Technically, to make a bridge made of soft, sagging material such as leather would not have been practicable because the height of the castles above the floor of the valley (about one hundred metres) would not be enough to span the five hundred metres between them.

== Eifel ==
A leather bridge is supposed to have linked the two castles of Stolzenburg and Pielstein over the Urft. According to local legend, their knights lived in the lap of luxury, demanding socage from the farmers, yet allowing their children to play skittles along the bridge with loaves of bread, whilst the subjects were dying of hunger. God himself is said to have destroyed both castles by unleashing a natural disaster.

== Sauerland ==
Near Arnsberg legend has it that the devil made a leather bridge between the castles of Rüdenburg and Arnsberg in order to provide an escape route for the beleaguered lord of Rüdenburg and his men. This was done in gratitude for the hospitality that the Rüdenburgers had previously unwittingly shown the devil.

== Nördlinger Ries ==
In the valley of Kartäusertal, on the southern edge of the Nördlinger Ries there was supposed to have been a leather bridge between the three sister castles of Rauhaus, Hochhaus and Niederhaus. According to legend, whoever "cut the leather bridge" would have his castle swallowed up by the earth.

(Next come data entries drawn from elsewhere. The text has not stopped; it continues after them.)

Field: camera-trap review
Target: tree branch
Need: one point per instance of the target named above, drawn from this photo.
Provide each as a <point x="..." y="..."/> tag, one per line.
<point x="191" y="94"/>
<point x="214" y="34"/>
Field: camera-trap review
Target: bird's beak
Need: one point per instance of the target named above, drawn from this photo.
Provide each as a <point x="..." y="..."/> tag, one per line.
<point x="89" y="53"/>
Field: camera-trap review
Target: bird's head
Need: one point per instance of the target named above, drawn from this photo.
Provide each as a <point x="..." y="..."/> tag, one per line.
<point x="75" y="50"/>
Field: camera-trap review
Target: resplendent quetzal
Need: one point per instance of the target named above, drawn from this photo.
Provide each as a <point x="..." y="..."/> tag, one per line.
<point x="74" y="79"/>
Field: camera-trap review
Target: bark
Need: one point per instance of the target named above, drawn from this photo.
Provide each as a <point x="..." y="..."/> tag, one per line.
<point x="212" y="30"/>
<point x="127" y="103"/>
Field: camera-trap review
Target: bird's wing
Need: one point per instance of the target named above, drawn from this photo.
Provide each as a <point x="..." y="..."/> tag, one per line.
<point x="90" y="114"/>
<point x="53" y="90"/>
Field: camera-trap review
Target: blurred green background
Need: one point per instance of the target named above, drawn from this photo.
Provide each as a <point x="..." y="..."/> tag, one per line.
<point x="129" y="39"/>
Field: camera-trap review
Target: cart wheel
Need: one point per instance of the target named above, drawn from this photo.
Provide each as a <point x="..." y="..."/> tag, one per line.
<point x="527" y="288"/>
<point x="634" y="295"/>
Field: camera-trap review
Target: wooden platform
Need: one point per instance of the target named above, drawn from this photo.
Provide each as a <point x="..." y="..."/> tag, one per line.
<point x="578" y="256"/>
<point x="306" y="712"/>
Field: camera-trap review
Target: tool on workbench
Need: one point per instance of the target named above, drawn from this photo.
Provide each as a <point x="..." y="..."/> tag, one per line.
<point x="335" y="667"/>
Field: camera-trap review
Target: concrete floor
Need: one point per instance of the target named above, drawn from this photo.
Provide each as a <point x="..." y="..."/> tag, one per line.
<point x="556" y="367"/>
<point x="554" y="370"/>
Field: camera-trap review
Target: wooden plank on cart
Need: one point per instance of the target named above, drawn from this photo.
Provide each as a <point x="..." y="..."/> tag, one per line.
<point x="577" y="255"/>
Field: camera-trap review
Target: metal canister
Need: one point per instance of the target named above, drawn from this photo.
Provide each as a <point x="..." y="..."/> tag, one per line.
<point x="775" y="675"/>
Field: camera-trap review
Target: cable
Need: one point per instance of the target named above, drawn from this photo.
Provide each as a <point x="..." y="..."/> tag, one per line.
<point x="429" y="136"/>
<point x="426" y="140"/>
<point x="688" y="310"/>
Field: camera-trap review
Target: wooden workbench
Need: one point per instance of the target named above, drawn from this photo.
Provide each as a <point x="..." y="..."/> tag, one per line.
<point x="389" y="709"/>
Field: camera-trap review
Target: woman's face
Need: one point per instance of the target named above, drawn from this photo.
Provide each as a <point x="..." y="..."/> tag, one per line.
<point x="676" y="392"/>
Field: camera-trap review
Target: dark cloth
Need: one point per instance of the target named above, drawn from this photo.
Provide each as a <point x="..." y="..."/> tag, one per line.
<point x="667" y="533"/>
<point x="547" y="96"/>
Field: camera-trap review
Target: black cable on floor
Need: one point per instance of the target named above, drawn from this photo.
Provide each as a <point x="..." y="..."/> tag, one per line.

It is assumed that the lederne Brücke in this story, actually means a "bridge of lights", in other words that there was a communication link between the castles that was maintained using light signals. When, one day, Rauhaus Castle became unoccupied, the light bridge was interrupted. The castle was then plundered by the local populace and slighted; it was thus practically "swallowed by the earth".

== Thuringia ==
In Mellingen on the River Ilm southeast of Weimar there were once two castles: one on the Kapellenberg hill and the Heinrichsburg, both of which were probably destroyed during the Saxon Fratricidal War. Both castles, separated by about 1.5 kilometres, were supposed to have been connected by a leather bridge. Especially in the older literature (around 1900) it is posited that this legend is a mythological reference to Edda.

== Vogtland ==
Near Elsterberg on the White Elster are the ruins of Elsterberg Castle. A leather bridge is supposed to have joined the old castle over a distance of several hundred metres to the newer buildings.

== Lower Lusatia ==
An evil Wendish prince, or according to other Sorbian legends a Wendish king called Prebislav in the 10th century, is supposed to have lived in a castle in the Teufelslauch northeast of Friedland in the direction of the village of Reudnitz. In order to pursue his crimes as a robber knight, he left the castle over a leather bridge that he rolled out in front of him and rolled up behind him. When he robbed a man who was in league with the devil, the devil whipped up a mighty thunderstorm. A lightning bolt killed the prince and the floods caused the castle to sink into the ground. All that remains are the water-filled depressions of the Teufelslauch ("Devil's Hole").

== Switzerland ==
In Wileroltigen a tale is told of tunnels, a leather bridge and a stone grave. The castle of Oltigen and the castle of Wileroltigen were first mentioned in 1006. Along with Hugo of Mümpelgard (Montbéliard), Count of Oltigen they came to an evil end in May 1410, according to Conrad Justinger.